MP3 Ariella Uliano - Leave Only Your Footsteps Behind
A sleek minimalist album of folk pop original songs, early music, Italian traditionals and Celtic balladry from the city and the coast, with a vibrant contemporary edge, a pure voice, stunning photography: a very elegant artistic product.
11 MP3 Songs in this album (42:55) !
Related styles: FOLK: Folk Pop, FOLK: Celtic Folk
People who are interested in Dead Can Dance Madredeus should consider this download.
Details:
After an intense and emotional trip to the Isle of Wight, I came back to London with a tune and a few words playing in my head: Leave Only Your Footsteps Behind. Long stretches of the beautiful coast that I had visited and loved a few years before, had subsequently been transformed into costly residential estates and made inaccessible to walkers. Nonetheless, we kept walking West and discovered sceneries, colours, smells, sounds and the pure energy of a land apparently untouched by man’s technology.
Southbank River Song is a London song. I have a dear friend, Ruth, who lives opposite the Tower, on the South Bank. From her window I can see the Thames and Tower Bridge. To go to her I often walk along the embankment from Waterloo station: I mingle with the crowd and I lose myself. It’s like walking in the air, above the waves of soft voices and footsteps and the gentle sounds rising from the river.
I travelled to Italy in the early spring to finish recording this album and stayed two weeks in a small resort on the Adriatic coast. At times the Adriatic Sea reminds me of the English Channel or the North Sea: the mist and the northerly winds carry with them an element of magic. So, for a few days, the small Italian town with its sandy beach provided the ideal setting for the recording of House Carpenter and Allan Water. The surrounding countryside, with its medieval castles and ancient hilltop villages, was also a source of inspiration while working with the local musicians on The Wraggle Taggle Gipsies, O My Love’s Like a Red, Red Rose and The False Bride. With regard to the latter, it is interesting to note that the ‘false bride’ theme appeared for the first time in Europe in the frame-story of Lo Cunto de li Cunti, the earliest collection of traditional fairy-tales, compiled in Italy by the writer, poet and courtier Giambattista Basile in 1634-6.

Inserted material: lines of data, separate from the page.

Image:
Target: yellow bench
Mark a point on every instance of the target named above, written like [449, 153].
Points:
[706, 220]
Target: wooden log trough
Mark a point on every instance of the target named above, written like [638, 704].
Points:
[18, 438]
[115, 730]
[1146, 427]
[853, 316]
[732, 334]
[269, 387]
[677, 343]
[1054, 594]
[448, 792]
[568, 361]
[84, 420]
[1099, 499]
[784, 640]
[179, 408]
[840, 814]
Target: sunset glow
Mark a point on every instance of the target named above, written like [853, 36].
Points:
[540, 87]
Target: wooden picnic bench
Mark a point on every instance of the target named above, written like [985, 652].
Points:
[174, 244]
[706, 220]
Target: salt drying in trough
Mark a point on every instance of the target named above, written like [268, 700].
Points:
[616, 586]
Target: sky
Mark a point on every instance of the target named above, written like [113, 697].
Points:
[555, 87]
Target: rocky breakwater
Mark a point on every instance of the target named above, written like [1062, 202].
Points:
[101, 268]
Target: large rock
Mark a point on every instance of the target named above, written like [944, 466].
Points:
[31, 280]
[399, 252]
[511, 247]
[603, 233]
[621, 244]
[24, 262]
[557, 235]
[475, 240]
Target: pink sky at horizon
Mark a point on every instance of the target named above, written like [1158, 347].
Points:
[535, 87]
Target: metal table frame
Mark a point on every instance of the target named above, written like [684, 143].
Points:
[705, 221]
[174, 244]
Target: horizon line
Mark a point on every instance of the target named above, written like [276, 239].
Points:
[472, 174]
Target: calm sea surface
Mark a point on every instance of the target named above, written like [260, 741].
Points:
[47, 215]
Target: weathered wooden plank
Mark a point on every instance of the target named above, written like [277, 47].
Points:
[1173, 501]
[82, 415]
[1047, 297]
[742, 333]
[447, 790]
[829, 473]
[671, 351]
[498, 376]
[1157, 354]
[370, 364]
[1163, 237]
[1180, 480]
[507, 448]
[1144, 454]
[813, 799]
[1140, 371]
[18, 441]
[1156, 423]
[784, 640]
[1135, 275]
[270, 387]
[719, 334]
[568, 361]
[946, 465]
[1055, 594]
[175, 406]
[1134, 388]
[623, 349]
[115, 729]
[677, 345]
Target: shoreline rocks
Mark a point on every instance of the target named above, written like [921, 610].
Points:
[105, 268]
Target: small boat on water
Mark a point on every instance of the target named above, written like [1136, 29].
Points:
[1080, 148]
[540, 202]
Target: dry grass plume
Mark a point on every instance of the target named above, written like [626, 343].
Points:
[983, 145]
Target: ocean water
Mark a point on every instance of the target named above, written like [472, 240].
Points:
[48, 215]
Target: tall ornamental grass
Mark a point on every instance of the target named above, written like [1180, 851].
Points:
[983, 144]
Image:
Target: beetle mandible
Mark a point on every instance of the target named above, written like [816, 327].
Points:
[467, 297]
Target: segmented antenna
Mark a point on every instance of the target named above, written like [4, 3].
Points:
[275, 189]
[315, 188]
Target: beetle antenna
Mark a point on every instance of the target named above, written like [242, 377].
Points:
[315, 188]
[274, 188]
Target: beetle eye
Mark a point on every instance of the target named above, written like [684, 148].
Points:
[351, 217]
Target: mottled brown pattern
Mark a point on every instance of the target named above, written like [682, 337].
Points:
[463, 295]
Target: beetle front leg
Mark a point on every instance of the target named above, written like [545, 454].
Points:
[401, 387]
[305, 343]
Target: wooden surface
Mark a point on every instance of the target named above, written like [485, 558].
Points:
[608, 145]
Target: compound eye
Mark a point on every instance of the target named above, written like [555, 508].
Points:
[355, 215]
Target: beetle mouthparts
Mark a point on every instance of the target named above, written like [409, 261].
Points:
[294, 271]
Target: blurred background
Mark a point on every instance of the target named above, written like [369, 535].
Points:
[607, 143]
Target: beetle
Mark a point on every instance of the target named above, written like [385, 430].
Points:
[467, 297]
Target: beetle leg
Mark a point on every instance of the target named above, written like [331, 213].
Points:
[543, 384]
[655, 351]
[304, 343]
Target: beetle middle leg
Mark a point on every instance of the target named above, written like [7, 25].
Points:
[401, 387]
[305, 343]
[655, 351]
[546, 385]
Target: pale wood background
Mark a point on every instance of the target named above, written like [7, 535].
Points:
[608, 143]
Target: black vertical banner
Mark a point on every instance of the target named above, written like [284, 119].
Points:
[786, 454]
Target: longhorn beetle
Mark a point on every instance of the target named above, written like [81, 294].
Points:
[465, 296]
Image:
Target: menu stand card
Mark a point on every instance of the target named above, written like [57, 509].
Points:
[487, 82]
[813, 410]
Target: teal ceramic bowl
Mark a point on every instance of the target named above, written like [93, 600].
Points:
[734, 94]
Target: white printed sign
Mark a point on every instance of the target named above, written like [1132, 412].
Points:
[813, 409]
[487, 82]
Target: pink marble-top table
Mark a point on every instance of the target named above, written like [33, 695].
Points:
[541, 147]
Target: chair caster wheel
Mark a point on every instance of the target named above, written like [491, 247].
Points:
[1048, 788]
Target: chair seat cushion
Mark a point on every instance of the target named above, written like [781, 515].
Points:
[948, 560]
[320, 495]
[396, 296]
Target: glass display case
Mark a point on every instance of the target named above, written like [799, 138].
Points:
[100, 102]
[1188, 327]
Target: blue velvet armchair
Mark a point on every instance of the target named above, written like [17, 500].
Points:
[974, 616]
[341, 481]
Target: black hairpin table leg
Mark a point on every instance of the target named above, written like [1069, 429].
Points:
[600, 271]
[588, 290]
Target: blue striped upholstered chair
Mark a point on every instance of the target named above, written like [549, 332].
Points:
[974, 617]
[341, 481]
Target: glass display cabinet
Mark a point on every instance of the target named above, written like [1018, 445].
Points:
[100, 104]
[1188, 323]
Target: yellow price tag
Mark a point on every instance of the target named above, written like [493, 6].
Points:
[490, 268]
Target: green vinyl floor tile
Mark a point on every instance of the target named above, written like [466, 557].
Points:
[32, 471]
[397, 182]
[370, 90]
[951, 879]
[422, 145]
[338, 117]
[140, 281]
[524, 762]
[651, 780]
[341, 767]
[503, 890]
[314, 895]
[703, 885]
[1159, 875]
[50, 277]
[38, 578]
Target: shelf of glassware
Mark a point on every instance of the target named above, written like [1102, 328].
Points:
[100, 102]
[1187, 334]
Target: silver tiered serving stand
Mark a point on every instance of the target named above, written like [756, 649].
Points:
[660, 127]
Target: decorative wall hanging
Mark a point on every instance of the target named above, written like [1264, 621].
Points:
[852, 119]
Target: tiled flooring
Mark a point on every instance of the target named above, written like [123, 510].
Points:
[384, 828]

This work, written in the dialect of Naples, exerted great influence upon antiquarians, poets and writers of the Romantic era. This brings me to La Siminzina (the pretty seed) a lullaby from Sicily. I learned it from a Sicilian lady who lives in Milan and all my friends and fellow musicians fell in love with it. The English version is mine, translated directly from the dialect. Again, the lyrics of La Siminzina and those of House Carpenter have something in common. Both stories tell of a supernatural creature (the Saint/the Lover) coming to take a mortal away (the Child/the Wife).
As usual, I have included two early dances in the programme: Mr. Beveridge’s Maggot and Minuet, chosen from the repertoire we perform with a London-based dance company. However, the musical arrangements I devised for them are, as my friend Paul would say, rather quirky, as usual…says I!
Finally, Untitled is a song by Renzo that I managed to rescue from the recycle bin. He had been humming and playing the tune for a few nights, when he suddenly got tired of it and left it there, as if it had never been created!